Kepala kelompok advokasi LGBT Oogachaga, Bryan Choong, mengatakan momen ini memang bersejarah bagi aktivis yang mendesak pencabutan UU tersebut.
Namun, ia menegaskan bahwa pasangan dan keluarga LGBT juga “punya hak untuk diakui dan dilindungi.”
Hingga kini, belum diketahui waktu pasti aturan yang baru bakal berlaku. Namun, amandemen kali ini bakal memberikan ruang bagi parlemen untuk memperluas definisi pernikahan.
Pemerintah sendiri selama ini bersikeras mengamandemen aturan itu.

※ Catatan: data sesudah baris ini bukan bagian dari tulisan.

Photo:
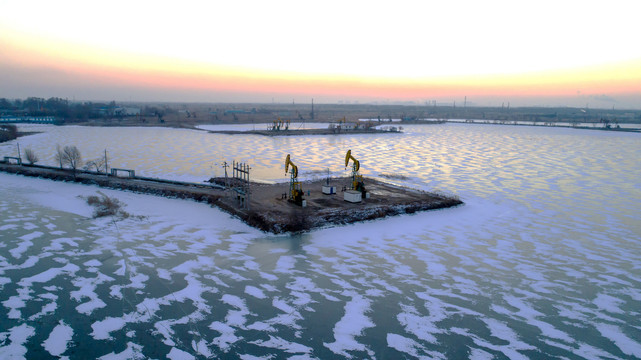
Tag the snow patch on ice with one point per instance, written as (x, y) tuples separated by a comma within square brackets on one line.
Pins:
[(177, 354), (351, 325), (59, 339), (12, 343), (255, 292), (614, 333)]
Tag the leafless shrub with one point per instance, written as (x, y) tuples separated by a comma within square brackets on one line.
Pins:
[(31, 156), (106, 206), (71, 156), (98, 165)]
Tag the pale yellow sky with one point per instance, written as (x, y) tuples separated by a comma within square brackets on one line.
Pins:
[(530, 51)]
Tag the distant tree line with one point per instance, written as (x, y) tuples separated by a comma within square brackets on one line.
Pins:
[(66, 111), (8, 132)]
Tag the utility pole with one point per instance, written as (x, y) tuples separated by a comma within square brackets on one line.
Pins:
[(106, 167)]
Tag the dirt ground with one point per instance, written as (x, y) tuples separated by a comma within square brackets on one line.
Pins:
[(269, 208)]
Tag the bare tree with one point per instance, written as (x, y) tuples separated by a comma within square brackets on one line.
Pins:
[(71, 157), (31, 156), (59, 155)]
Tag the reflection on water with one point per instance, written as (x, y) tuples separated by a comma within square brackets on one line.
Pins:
[(541, 262)]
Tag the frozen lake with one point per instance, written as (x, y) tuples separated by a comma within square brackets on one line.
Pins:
[(541, 262)]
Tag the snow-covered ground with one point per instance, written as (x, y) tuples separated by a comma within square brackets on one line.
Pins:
[(541, 262)]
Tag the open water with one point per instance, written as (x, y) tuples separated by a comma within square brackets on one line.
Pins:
[(542, 261)]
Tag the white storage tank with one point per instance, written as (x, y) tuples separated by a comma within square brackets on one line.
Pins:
[(329, 190)]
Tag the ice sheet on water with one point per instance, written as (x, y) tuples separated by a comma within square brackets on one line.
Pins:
[(59, 339), (613, 333), (12, 342), (351, 325), (276, 342), (255, 292), (177, 354), (132, 352)]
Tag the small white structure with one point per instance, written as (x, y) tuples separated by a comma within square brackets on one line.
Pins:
[(352, 196), (329, 190)]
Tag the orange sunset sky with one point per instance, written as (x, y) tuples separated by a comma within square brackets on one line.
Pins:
[(543, 53)]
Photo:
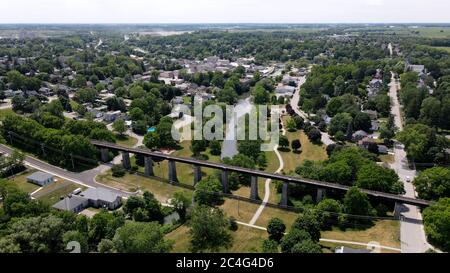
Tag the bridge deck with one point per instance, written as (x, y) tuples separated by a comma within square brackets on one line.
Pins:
[(258, 173)]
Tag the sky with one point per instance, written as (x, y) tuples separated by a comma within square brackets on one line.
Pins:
[(225, 11)]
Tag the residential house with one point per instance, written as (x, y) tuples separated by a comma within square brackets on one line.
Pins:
[(40, 178), (359, 135), (92, 197)]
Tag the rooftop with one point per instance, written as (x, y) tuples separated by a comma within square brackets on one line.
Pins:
[(40, 176)]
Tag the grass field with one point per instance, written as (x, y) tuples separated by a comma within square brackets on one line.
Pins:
[(125, 140), (245, 240), (309, 151), (385, 232), (20, 180)]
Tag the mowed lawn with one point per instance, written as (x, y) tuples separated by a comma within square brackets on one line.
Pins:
[(52, 193), (125, 140), (245, 240), (309, 151), (385, 232)]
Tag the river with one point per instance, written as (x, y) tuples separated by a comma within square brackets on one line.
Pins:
[(229, 146)]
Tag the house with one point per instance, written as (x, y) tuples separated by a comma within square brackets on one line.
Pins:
[(102, 198), (73, 203), (111, 116), (382, 149), (285, 90), (40, 178), (372, 114), (359, 135), (375, 125), (177, 100), (366, 142), (418, 68), (376, 83), (93, 197)]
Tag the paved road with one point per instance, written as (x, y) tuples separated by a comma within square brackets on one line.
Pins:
[(413, 239), (326, 139), (84, 178)]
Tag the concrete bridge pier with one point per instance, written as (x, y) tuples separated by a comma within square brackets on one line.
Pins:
[(225, 181), (254, 188), (126, 160), (284, 194), (197, 174), (172, 172), (148, 166), (104, 154), (320, 195)]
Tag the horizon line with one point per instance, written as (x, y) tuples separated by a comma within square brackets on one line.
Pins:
[(229, 23)]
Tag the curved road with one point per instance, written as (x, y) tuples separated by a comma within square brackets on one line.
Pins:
[(412, 234), (86, 178)]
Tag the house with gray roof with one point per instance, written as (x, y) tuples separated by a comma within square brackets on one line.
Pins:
[(73, 203), (40, 178), (92, 197)]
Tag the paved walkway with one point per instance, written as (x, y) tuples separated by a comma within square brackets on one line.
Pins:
[(267, 184)]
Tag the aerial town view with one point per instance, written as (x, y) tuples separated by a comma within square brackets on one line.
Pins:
[(272, 133)]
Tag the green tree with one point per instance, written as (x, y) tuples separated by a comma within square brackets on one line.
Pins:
[(309, 221), (270, 246), (362, 122), (314, 135), (433, 183), (329, 209), (299, 122), (207, 191), (306, 246), (276, 229), (416, 138), (180, 203), (340, 122), (357, 202), (436, 219), (337, 172), (135, 237), (294, 237), (41, 234), (215, 147), (291, 125), (374, 177), (296, 144), (208, 230), (119, 126), (283, 141), (76, 236), (430, 112)]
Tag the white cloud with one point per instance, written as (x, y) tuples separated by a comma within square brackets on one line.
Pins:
[(223, 11)]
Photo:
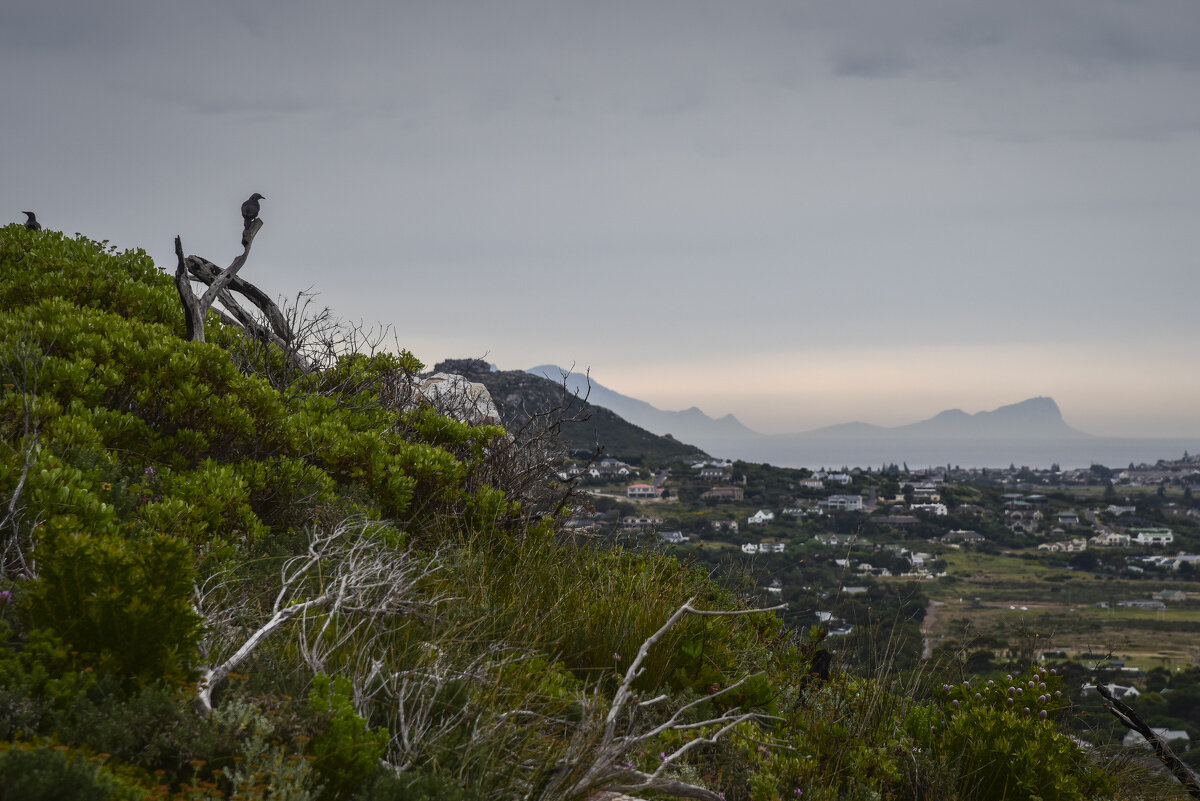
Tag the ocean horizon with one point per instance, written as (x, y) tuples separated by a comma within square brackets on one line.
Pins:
[(813, 452)]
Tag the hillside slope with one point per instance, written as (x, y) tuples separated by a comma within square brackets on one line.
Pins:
[(519, 393)]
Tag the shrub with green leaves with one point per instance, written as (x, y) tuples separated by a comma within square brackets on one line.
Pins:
[(124, 606), (46, 772), (346, 750), (996, 740)]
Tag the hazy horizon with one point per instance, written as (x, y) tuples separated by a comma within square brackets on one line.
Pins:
[(798, 214), (646, 387)]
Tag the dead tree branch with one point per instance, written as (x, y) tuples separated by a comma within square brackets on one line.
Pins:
[(347, 572), (601, 756), (195, 308), (22, 365), (1133, 721)]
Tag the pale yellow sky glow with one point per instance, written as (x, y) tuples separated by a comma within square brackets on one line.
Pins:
[(1108, 391)]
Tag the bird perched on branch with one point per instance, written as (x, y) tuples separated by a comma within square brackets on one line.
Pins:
[(250, 209)]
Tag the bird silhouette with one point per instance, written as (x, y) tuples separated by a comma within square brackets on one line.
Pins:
[(250, 209)]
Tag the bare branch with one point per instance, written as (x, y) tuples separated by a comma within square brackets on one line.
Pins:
[(345, 571), (1131, 720), (601, 758)]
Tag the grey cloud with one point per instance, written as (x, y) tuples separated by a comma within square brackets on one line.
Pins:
[(883, 62)]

Perdana Menteri Lee Hsien Loong menegaskan isu-isu semacam itu memang seharusnya tak dibawa ke pengadilan.
Lee juga menekankan bahwa Singapura tak akan mengubah definisi pernikahan sebagai ikatan antara laki-laki dan perempuan.
“Kami ingin menjaga keseimbangan, mempertahankan masyarakat yang stabil, nilai-nilai keluarga heteroseksual, tapi dengan ruang bagi homoseksual untuk hidup dan berkontribusi di masyarakat,” ucap Menteri Dalam Negeri K. Shanmugan.
Di Singapura sendiri, sikap terhadap isu-isu LGBT sudah mulai bergeser dalam beberapa tahun terakhir, terutama di antara kaum muda, walau kelompok-kelompok keagamaan memang masih konservatif.
Berdasarkan survei Institute of Policy Studies pada 2018 lalu, sekitar 42 persen dari responden berusia 18-25 tahun menerima konsep pernikahan sesama jenis.